Appunti per una conversione
spirituale
La libertà e l'orgogliosa
insistenza con cui viene infranto il dantesco interdetto all'autobiografia
impongono infatti alla scrittura un procrastinato sforzo di controllo e
rifondazione narrativa dei materiali biografici e prescrivono al poeta di
effettuare dispendiosi esercizi di ingegneria strutturale. Perché qualsiasi
gratuito azzardo autobiografico, nella seconda metà del `300, deve essere
trasformato in una utile, imitabile «auto-agiografia», magari sfruttando il
modello offerto nel V secolo dalle Confessioni
di Agostino: soprattutto nel momento in cui la «realtà» degli avvenimenti
rischia di trascinare sotto gli occhi del lettore un dissidio - come quello
relativo all'amore per Laura - sempre pronto a sconfinare nell'accidia del
peccato capitale.
Fin dalle prime battute del Canzoniere, Petrarca chiama allora a
raccolta un elitario tribunale di lettori, mobilita le loro abilità perché si
dispongano ad assistere a una saggia impresa di ordinamento - etico e
letterario. In precedenza, fra le pagine del Secretum, convoca lo stesso Agostino per farsi vietare, in presenza
della Verità, la ricerca della gloria poetica (il «Lauro») e dell'eros
(«Laura»): sulla scorta di una vantaggiosa esortazione alla cura di sé, si
affretta poi a radunare e sistemare gli sparsi frammenti della sua anima - le
rime in precedenza composte e talvolta pubblicate - per costituire, con un atto
spregiudicato e rivoluzionario, un libro il cui fulcro emblematico sia
rappresentato da una supposta «conversione» spirituale. E non si preoccupa se
poi i suoi versi non saranno affatto degni di comparire al cospetto della
Verità: piega, modella, ribattezza le scansioni della propria storia d'amore
perché combacino con le equilibrate architetture di una sorta di cattedrale
autobiografica; ristruttura, corregge e modifica, nel corso degli anni,
precedenti redazioni del Canzoniere.
Laddove mettano a repentaglio l'armonia significativa del disegno globale,
impone un nuovo ordine agli originari blocchi della sua costruzione; arriva
persino a riscrivere la cronologia della propria vicenda per costituire i
solenni anniversari di un personale calendario liturgico; e quando gli eventi
scarseggiano, non esita ad aggiungere originali invenzioni poetiche alla trama
del suo organizzato «romanzo a tesi». Per poi comporre - insiste Marco
Santagata nella sua introduzione - un autoritratto ideale, fondato sulla
successione di tempi e moduli fittizi; una storia piacevole a leggersi e - come
aveva intuito Leopardi - persino più «utile» di un romanzo, dove vita e
letteratura (biografia e romanzo, appunto) sono inestricabilmente fusi, nella
straordinaria coincidenza di verosimiglianza lirica e menzogna autobiografica.

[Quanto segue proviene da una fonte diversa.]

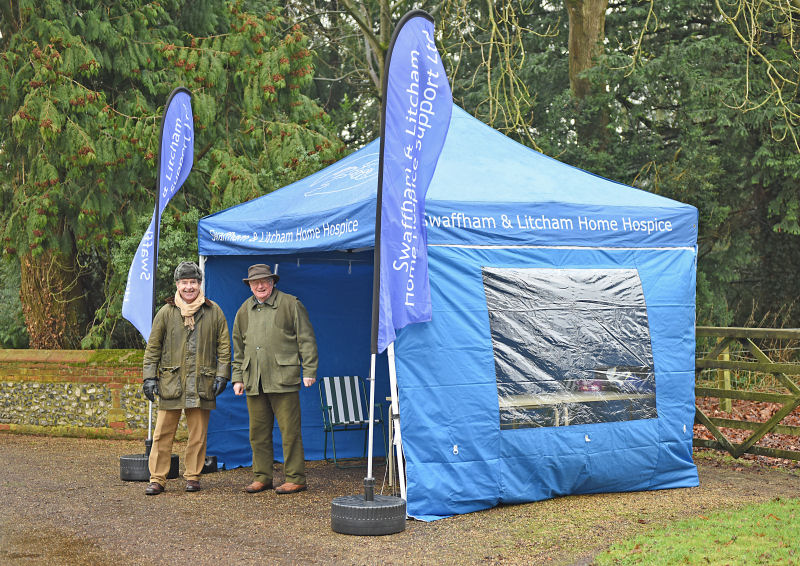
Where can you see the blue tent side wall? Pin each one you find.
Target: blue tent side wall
(337, 291)
(459, 460)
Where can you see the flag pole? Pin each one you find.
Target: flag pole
(410, 93)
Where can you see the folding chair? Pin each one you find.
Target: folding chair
(344, 407)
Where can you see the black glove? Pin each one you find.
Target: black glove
(219, 385)
(150, 388)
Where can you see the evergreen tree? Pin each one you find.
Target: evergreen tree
(82, 90)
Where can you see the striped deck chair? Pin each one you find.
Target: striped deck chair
(344, 407)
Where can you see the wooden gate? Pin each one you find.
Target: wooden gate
(736, 351)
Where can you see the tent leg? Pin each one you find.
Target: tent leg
(369, 481)
(398, 442)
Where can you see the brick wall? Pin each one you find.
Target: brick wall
(95, 393)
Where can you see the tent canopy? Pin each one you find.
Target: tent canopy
(560, 357)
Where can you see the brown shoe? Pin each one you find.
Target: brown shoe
(255, 487)
(289, 488)
(154, 488)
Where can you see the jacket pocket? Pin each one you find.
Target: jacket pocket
(205, 383)
(169, 383)
(288, 368)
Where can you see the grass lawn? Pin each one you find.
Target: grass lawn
(767, 533)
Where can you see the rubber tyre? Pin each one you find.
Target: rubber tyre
(210, 465)
(352, 515)
(134, 467)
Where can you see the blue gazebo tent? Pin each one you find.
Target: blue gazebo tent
(560, 357)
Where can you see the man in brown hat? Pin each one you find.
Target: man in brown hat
(272, 340)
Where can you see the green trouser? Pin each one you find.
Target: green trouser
(264, 409)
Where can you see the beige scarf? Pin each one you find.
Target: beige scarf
(188, 309)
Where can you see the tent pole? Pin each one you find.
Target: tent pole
(398, 441)
(369, 481)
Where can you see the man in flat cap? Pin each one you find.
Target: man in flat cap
(272, 341)
(186, 365)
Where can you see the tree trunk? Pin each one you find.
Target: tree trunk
(52, 300)
(587, 21)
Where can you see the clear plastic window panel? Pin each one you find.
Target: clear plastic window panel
(571, 346)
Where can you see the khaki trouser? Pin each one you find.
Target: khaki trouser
(164, 434)
(264, 409)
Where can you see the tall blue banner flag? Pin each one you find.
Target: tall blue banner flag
(416, 116)
(175, 159)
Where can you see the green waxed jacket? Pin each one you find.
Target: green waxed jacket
(271, 342)
(186, 363)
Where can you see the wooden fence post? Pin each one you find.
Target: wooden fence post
(724, 381)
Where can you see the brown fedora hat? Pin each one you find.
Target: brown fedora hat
(259, 271)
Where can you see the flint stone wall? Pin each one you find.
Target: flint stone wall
(94, 393)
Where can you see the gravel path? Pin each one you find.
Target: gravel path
(62, 502)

Il piacere di contemplare un
certo errore
Blandito dalla dolcezza dei
versi, dal loro «suono», il lettore, per parte sua, non deve far altro che
presenziare a una grande, salvifica impresa di mistificazione. Fino ad
alimentare il sospetto che il divieto di Agostino - non amare Laura, non essere
poeta - venga eluso subito dopo esser stato pronunciato: è anzi il divieto,
assieme alla sua complementare esortazione, a permettere e giustificare la peccaminosa
epifania del poeta, funzionando come un astuto salvacondotto. Perché Petrarca
racconta un progressivo tragitto di emendazione dalle catene passionali ma non
si concentra, come avrebbe potuto fare, sul risultato della liberazione; e se
da una parte si focalizza sul presente di una conversione ideale, dall'altra si
adopera per riesumare il passato «errore», senza riuscire a nasconderci il suo
vero piacere: che è quello - dichiarato anche dalle Familiares - di rivedersi; di rivedere e recuperare, assieme al
lettore, il meraviglioso oggetto del desiderio con le sue tensioni irrisolte,
sdegni, manifestazioni miracolose, silenzi, negazioni e irrimediabili
scomparse. La condanna finale della «realtà» perduta riesce pur sempre ad
occupare uno spazio esiguo: è comunque la letteratura, l'ordine artificioso del
romanzo in versi, a trionfare sulla verità della vita.